Sports competition in Norway

Alperittet is an annual sporting event held in Stranda Municipality in Møre og Romsdal county, Norway, comprising both a telemark skiing (mountain telemark) competition held in late February and a mountain bike cross country race held in mid September. First held in 1995 the winter race has become part of the Norwegian telemark cup and hosted the Norwegian mountain telemark championship in 2006. The event is organized on a non profit basis, run entirely by volunteers.

== History ==
The winter telemark competition was first held in 1995 and has taken place annually ever since, with the exception of 2002, when the race was cancelled out of respect for a competitor who died the day before the event.

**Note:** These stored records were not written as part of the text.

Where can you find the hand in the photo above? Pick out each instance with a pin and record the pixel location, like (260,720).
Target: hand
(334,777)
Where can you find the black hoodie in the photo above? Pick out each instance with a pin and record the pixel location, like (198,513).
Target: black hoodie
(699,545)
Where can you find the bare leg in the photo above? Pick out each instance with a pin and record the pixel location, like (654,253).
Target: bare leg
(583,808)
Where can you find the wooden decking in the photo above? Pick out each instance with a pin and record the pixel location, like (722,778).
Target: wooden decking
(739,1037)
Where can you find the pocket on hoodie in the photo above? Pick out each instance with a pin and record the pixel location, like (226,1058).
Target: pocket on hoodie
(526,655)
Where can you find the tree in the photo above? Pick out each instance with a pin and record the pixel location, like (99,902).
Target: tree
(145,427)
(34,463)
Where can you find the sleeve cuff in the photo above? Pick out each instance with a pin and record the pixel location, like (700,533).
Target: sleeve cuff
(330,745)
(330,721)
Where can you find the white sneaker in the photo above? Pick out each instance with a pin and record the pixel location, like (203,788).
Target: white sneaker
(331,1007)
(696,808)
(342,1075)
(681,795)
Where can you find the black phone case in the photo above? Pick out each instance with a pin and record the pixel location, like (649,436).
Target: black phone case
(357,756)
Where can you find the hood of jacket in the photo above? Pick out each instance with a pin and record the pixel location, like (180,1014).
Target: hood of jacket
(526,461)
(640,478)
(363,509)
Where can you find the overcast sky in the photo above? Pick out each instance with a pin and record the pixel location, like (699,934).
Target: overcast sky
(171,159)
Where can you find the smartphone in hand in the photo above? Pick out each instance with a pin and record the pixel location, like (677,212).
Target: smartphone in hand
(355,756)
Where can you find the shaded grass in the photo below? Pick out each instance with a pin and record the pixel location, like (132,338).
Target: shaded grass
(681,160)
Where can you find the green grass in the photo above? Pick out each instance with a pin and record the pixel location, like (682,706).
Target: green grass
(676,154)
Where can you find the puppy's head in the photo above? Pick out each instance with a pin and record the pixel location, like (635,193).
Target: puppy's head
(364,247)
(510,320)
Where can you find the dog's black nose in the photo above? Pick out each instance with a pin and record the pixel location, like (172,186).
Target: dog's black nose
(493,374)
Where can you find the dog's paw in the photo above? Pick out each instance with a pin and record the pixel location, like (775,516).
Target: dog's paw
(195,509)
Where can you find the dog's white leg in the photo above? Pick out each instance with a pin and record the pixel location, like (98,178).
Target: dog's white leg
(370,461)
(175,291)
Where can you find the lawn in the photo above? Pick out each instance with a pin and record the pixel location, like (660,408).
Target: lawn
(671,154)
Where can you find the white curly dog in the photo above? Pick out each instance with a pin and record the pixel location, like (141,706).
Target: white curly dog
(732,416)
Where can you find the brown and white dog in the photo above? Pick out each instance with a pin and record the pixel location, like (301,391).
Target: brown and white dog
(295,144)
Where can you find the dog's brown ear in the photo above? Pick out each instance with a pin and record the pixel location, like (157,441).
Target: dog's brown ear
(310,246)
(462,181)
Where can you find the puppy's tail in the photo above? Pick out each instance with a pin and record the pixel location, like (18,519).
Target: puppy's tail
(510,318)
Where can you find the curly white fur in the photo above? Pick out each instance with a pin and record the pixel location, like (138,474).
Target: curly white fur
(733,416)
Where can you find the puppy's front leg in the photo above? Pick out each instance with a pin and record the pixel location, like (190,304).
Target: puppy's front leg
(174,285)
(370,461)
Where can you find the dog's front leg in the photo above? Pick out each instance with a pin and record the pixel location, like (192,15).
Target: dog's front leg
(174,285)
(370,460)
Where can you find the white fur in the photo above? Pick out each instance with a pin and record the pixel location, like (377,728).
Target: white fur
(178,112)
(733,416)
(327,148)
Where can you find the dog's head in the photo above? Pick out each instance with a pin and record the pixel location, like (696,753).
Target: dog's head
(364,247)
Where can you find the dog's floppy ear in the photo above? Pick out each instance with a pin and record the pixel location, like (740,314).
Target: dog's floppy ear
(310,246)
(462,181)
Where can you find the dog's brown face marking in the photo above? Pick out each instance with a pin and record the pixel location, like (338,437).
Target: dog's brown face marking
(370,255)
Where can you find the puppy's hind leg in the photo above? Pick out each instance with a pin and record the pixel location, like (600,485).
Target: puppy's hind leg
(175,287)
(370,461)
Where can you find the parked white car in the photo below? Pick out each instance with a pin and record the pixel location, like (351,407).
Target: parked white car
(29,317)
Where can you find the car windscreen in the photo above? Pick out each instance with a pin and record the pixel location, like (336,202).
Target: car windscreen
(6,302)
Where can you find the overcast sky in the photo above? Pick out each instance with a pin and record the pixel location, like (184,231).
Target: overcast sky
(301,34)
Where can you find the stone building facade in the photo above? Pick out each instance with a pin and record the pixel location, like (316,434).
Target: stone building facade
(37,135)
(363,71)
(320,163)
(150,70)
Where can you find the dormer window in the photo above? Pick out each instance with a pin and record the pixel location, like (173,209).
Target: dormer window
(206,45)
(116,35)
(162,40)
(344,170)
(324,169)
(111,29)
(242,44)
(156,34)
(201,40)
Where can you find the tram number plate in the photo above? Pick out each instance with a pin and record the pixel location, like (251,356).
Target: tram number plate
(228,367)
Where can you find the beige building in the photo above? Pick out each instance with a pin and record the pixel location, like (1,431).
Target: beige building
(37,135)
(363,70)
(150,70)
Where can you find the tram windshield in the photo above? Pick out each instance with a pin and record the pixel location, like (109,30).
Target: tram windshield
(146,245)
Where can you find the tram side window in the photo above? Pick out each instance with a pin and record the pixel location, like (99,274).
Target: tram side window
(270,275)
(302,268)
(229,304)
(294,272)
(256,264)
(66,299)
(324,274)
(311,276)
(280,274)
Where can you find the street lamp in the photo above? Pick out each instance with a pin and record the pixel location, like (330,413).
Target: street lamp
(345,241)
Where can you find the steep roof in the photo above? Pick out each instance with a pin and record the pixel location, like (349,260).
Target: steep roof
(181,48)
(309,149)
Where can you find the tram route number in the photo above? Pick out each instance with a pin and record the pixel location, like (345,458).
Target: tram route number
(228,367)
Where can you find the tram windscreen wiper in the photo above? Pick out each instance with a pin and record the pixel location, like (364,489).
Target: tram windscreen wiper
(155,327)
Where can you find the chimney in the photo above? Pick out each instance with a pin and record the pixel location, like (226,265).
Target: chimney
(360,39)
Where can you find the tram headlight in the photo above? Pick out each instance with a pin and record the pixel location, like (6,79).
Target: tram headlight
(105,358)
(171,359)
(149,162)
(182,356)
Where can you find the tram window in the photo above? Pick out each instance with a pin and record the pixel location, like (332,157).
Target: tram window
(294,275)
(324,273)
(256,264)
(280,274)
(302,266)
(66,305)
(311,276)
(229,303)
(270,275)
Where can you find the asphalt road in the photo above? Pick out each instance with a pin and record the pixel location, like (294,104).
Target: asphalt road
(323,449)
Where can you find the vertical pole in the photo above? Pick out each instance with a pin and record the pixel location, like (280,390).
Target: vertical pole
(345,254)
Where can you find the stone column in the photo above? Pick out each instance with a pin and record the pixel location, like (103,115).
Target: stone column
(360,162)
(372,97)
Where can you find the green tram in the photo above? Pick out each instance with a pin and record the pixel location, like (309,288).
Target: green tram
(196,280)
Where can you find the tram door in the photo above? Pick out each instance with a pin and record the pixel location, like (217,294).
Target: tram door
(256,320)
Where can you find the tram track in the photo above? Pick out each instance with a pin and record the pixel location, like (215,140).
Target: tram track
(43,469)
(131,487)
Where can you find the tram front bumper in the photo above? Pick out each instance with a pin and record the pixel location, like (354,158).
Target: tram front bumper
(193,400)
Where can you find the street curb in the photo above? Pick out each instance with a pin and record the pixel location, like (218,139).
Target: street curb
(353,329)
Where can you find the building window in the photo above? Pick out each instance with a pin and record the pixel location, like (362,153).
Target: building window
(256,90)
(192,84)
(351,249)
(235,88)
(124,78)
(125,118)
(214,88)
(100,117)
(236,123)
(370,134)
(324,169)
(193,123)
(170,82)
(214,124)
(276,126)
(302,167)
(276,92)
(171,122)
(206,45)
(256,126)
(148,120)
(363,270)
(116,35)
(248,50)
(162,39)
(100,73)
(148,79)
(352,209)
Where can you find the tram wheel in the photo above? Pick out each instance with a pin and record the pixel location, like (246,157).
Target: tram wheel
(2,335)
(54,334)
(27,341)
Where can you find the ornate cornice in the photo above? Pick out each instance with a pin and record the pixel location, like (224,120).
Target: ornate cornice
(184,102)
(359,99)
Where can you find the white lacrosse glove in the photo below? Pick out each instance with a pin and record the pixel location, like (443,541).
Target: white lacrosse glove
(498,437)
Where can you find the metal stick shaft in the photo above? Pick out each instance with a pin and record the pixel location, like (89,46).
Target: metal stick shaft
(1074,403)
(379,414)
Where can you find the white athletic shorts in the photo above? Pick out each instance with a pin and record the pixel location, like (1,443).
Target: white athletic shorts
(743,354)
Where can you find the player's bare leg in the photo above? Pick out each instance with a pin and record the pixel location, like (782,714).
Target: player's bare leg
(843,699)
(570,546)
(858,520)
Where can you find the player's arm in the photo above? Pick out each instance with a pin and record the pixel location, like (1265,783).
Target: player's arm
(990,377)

In 2004, Alperittet became a part of the Norwegian telemark cup, and in 2006 it hosted the Norwegian championship for mountain telemark. The summer mountain bike competition began in 2002, initially attracting only a small number of local riders. Its popularity has grown considerably since, with the event now drawing around 100 participant annually. The name Alperittet originally associated with the winter race was retained for the summer event.

== Winter competition ==
The winter race follows a course is 6200 m in length, a figure that corresponds to Stranda's postal code. The route begins at an elevation of f 1,230 metres (4,040 ft) above sea level on the mountain Roalden, passing through canyons and forests, over farmland and through the streets of the town, before finishing beside the sea in the centre of Stranda, in front of the municipal hall.

== Summer competition ==
The summer mountain bike race covers a course of 42 kilometres (26 mi). It begins at Strada's municipal hall, climbs in to surrounding mountains, known locally as "alps", before descending to the coast and returning to the finish line at the municipal hall.